Hot on the heels of a USDA Inspector General’s report that highlights the failings of privatizing pork inspection, the House yesterday approved an amendment to the Farm Bill that pressures USDA to institute the same type of system in the poultry slaughter industry. The poultry rule, which we’ve written about in this space before, is not yet in final form, but the poultry industry and its supporters are pushing it in that direction. The Inspector General’s report adds to the growing list of reasons why the USDA should scrap the proposed poultry rule and come up with a better way to modernize food safety inspection programs.

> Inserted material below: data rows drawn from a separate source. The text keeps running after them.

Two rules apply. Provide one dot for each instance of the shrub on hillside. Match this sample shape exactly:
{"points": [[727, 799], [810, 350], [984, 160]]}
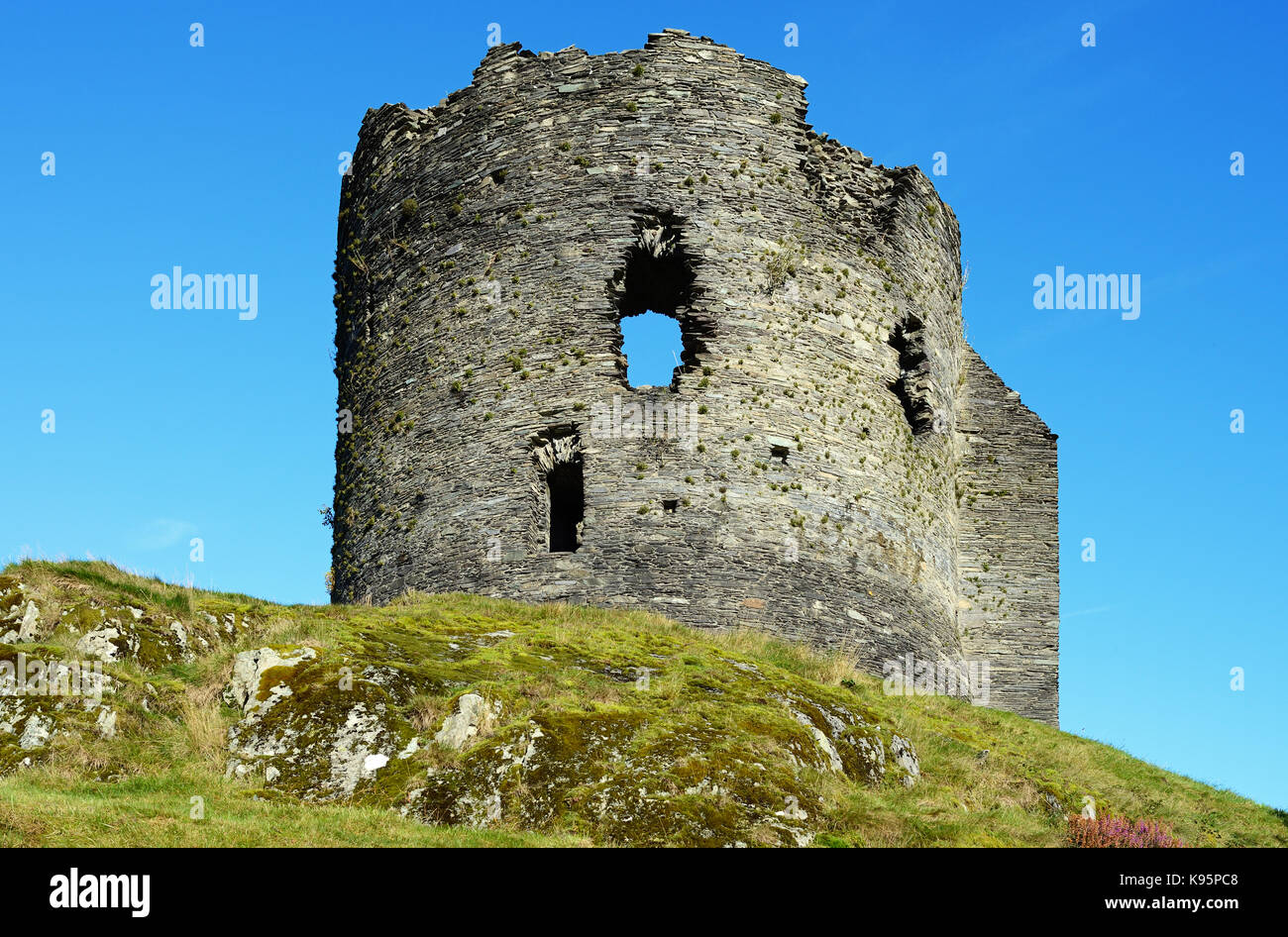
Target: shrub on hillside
{"points": [[1116, 832]]}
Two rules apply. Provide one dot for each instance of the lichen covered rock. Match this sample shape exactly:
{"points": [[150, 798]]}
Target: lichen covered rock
{"points": [[462, 722]]}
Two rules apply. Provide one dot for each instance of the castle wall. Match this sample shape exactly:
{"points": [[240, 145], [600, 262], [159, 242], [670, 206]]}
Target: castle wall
{"points": [[1009, 540], [488, 249]]}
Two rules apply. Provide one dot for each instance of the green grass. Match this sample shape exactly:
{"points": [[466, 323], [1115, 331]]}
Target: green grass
{"points": [[40, 807], [136, 789]]}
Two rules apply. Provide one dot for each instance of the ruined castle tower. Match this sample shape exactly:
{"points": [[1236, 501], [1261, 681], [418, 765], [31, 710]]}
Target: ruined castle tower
{"points": [[831, 463]]}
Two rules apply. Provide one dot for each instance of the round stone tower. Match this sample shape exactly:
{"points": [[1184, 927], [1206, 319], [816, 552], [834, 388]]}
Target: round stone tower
{"points": [[805, 471]]}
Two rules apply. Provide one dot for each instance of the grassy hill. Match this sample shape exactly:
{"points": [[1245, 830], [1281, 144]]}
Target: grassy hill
{"points": [[467, 721]]}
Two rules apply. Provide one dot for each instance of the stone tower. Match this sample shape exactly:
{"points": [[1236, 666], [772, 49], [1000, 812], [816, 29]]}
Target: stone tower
{"points": [[831, 463]]}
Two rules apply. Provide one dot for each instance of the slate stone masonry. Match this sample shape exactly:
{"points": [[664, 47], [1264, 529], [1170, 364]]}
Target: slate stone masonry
{"points": [[832, 463]]}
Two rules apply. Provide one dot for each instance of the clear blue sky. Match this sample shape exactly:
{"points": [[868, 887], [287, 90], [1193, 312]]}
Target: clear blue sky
{"points": [[1113, 158]]}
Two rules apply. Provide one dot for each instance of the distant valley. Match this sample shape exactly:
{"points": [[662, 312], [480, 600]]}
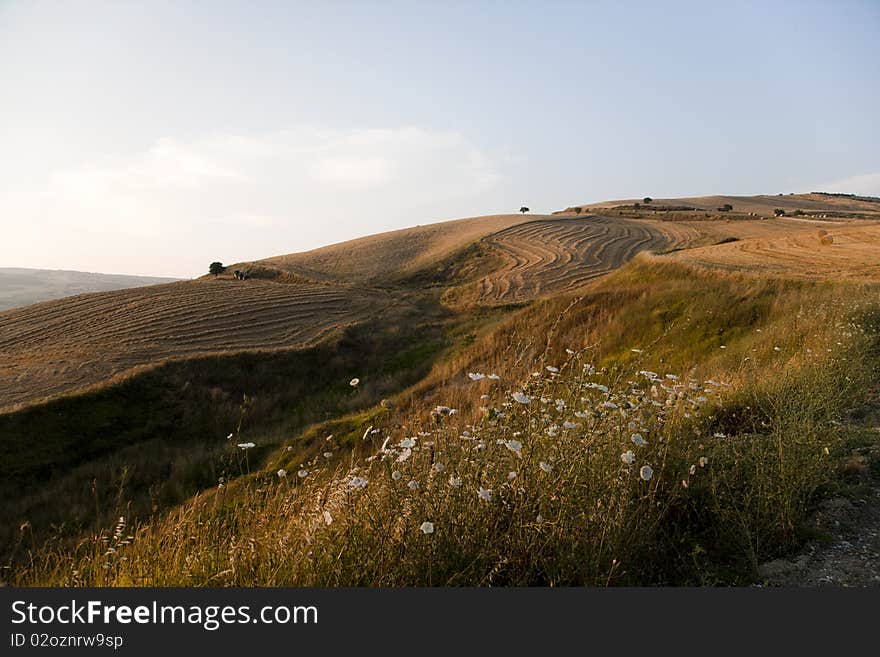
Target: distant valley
{"points": [[22, 287]]}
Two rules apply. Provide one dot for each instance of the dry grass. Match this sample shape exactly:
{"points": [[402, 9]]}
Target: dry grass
{"points": [[851, 251], [553, 256], [763, 204], [60, 346], [739, 443], [386, 257]]}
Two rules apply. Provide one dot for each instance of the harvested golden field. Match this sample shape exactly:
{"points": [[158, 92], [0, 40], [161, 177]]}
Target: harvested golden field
{"points": [[378, 258], [847, 251], [61, 346], [550, 256], [762, 204], [67, 345], [554, 255]]}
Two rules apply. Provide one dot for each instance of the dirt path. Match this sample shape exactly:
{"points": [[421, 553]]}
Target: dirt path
{"points": [[850, 556]]}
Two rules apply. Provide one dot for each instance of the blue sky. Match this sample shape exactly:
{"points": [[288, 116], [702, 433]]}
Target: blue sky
{"points": [[155, 137]]}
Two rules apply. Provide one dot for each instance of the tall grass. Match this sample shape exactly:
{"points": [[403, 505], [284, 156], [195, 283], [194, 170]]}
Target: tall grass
{"points": [[619, 444]]}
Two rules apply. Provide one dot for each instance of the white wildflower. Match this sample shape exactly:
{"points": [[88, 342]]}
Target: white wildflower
{"points": [[514, 446]]}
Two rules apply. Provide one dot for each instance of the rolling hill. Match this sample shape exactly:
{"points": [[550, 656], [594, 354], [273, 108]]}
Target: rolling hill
{"points": [[72, 344], [136, 389]]}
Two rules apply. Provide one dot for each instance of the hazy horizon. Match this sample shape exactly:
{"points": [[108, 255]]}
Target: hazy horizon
{"points": [[153, 140]]}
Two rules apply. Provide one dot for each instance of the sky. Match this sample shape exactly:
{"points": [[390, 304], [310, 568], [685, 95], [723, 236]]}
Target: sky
{"points": [[156, 137]]}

The USDA Inspector General reviewed a 15 year-old pilot program in which swine slaughter facilities were granted waivers from current regulations, plant employees were given the responsibility of certain inspection tasks, USDA inspectors were moved off of the slaughter lines, and the line speeds were allowed to increase. Dubbed the HACCP-based Inspection Models Project (HIMP), the program is virtually identical to the pilot HIMP project that was more recently introduced in the poultry slaughter industry. The Inspector General’s review of the swine HIMP revealed that 3 of the 10 plants cited with the most NRs noncompliance records from FYs 2008 to 2011 were HIMP plants. In fact, the swine plant with the most NRs during this timeframe was a HIMP plant—with nearly 50 percent more NRs than the plant with the next highest number.
To make matters worse, the report notes that In the 15 years since the program’s inception, FSIS did not critically assess whether the new inspection process had measurably improved food safety at each swine HIMP plant—a key goal of the HIMP program.

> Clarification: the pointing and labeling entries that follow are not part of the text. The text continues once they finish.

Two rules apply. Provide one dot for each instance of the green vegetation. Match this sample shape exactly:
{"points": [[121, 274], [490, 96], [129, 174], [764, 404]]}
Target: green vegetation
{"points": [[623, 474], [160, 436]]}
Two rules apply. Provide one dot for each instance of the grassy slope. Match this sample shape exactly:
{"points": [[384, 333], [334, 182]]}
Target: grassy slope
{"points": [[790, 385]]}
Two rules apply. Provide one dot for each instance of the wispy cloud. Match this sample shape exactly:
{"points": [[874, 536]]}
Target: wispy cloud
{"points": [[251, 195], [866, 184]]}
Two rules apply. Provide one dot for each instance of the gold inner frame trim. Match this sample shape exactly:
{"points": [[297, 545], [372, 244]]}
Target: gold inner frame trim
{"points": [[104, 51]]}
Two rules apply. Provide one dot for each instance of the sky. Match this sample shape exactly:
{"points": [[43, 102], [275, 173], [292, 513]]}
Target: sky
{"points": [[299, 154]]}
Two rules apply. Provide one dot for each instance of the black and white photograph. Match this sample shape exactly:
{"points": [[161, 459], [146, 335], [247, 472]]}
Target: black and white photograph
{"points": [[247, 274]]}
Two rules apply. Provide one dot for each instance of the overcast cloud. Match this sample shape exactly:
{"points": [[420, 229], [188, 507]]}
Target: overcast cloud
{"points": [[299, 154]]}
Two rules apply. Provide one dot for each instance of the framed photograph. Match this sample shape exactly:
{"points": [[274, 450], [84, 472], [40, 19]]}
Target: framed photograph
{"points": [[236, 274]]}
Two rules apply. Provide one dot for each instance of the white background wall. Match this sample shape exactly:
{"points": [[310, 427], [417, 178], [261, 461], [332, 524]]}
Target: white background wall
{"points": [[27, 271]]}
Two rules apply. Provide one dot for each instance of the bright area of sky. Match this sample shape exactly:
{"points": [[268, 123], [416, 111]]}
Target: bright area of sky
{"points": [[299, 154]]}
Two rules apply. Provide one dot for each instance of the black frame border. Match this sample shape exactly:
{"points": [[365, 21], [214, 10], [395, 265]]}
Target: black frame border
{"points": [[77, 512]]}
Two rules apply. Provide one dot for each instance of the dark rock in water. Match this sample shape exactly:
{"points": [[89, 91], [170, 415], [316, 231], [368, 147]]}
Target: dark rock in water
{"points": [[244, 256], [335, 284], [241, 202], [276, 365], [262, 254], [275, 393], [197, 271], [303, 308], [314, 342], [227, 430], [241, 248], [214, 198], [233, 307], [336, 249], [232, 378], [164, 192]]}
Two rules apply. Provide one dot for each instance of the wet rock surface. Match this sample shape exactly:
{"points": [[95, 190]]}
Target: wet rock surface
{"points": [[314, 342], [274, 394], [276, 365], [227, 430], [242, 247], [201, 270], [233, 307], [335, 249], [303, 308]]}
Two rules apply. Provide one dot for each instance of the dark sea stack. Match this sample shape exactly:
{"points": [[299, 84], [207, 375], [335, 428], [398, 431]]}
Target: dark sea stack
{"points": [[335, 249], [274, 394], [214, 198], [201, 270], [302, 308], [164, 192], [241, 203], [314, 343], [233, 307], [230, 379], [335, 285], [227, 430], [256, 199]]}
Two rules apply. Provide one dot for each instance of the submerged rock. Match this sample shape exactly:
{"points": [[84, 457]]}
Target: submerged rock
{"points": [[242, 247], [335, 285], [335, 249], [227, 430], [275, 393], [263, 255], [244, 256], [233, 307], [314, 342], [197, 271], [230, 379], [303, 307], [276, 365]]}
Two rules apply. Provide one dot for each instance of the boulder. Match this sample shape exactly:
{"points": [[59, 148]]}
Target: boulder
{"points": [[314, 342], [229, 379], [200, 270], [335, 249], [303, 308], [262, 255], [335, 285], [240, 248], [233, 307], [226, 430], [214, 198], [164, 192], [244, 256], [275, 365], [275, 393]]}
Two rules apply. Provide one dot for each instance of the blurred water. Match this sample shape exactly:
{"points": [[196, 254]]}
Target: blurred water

To a cynic, it may not be surprising that USDA avoided a thorough review of the HIMP program, given the noncompliance history of the swine plants that were part of the program and the agency’s goal of making HACCP-based inspection systems permanent in swine and poultry slaughter facilities, alike. To its credit, USDA has completed at least a partial review of the poultry slaughter HIMP, although Food & Water Watch has released reports indicating that USDA’s review missed the mark.
The Inspector General’s report is the second independently researched produced document to raise concerns about the poultry slaughter rule in recent weeks. The other, an interim report from NIOSH about worker safety in a South Carolina poultry slaughter facility, provided evidence of high rates of musculoskeletal problems in plant workers. Those serious health problems are likely linked to the ergonomic hazards of quick and repetitive motion, which would only be exacerbated by the increased line speeds allowed under USDA’s proposed rule.
The poultry slaughter rule was on the fast track at one point (OIRA’s 44-day review was inordinately fast). When public interest advocates raised significant concerns about food safety and threats to workers during the notice-and-comment process, it slowed down. Congressional pressure to speed it back up is misplaced, especially in light of the Inspector General and NIOSH reports.